2 Janvier 2017 , Rédigé par lucien-pons Publié dans #Comité pour une Nouvelle résistance, #Europe supranationale, #La France, #AMERIQUE, #L'OTAN., #La Russie, #Ukraine, #La Syrie - La Libye - l'Iran -, #le nazisme, #Les média

02/01/2017

Nos experts à l’oeuvre, encore et encore...

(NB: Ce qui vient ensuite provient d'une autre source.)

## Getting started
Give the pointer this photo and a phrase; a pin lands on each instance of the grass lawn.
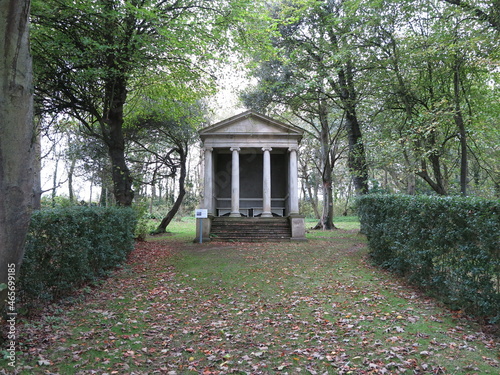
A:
(315, 307)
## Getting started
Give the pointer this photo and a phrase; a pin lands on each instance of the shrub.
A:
(447, 245)
(67, 247)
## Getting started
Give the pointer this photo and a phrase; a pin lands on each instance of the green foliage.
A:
(67, 247)
(449, 246)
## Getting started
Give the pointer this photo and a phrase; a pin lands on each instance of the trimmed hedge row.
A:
(450, 246)
(68, 247)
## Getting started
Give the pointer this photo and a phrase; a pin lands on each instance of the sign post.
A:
(201, 213)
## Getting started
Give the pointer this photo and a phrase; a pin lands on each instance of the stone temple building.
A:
(251, 179)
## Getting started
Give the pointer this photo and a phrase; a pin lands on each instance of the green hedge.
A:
(68, 247)
(450, 246)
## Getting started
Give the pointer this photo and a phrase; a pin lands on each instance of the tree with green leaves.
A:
(429, 73)
(94, 58)
(160, 143)
(17, 138)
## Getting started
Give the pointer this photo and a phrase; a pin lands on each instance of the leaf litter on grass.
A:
(255, 308)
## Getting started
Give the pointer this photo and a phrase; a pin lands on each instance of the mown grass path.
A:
(254, 308)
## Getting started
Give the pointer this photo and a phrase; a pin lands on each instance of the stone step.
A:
(250, 229)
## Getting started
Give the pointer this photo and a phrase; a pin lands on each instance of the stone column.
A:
(208, 181)
(235, 183)
(293, 183)
(266, 193)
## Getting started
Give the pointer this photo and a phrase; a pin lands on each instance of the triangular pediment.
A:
(250, 123)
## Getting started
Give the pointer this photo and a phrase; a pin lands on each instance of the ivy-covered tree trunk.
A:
(326, 221)
(356, 159)
(16, 139)
(162, 228)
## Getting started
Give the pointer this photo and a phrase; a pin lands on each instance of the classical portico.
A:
(251, 169)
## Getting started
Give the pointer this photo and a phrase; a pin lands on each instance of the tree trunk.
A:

Capture d’écran 2017-01-02 à 21.41.38.png

capture d’écran de: http://rue89.nouvelobs.com/2017/01/02/dix-choses-a-savoir...

Un énième article de nos médias occidentaux, nous met en garde contre ce qui semble représenter une menace, je veux parler des sites russes Sputnik  et RT.

On y lit ce qu’on va bientôt finir par connaître par coeur à force d’être repris en boucle depuis des années par la quasi totalité de nos sites dits d'information.

Eh oui, il est toujours important de rappeler que chez nous, on informe, ce qui, bien sûr, est loin d’être le cas en Russie.

On va finir par éprouver de la compassion pour ces journalistes qui se donnent tant de peine à nous expliquer ce qui se passe en réalité et combien nous risquons de nous faire avoir par cette (dés)information russe.

Ont-ils seulement conscience, ces valeureux combattants de la vérité -si elle existe, ce qui est un autre problème- ont-ils donc seulement conscience de n’être que des porte-paroles de pouvoirs qui ne lésinent sur aucune valeur qu’ils semblent tant chérir?

Sont-ils donc au courant que leur manière de nous rendre compte de guerres, comme ils s’y sont employés avec celle qui se poursuit en Ukraine, par exemple, a été dévoyée pour masquer l’importance des exactions commises par un pouvoir si démocrate qu’il n’a pas hésité à tirer sur son peuple, le torturer et l’emprisonner quand il le fallait?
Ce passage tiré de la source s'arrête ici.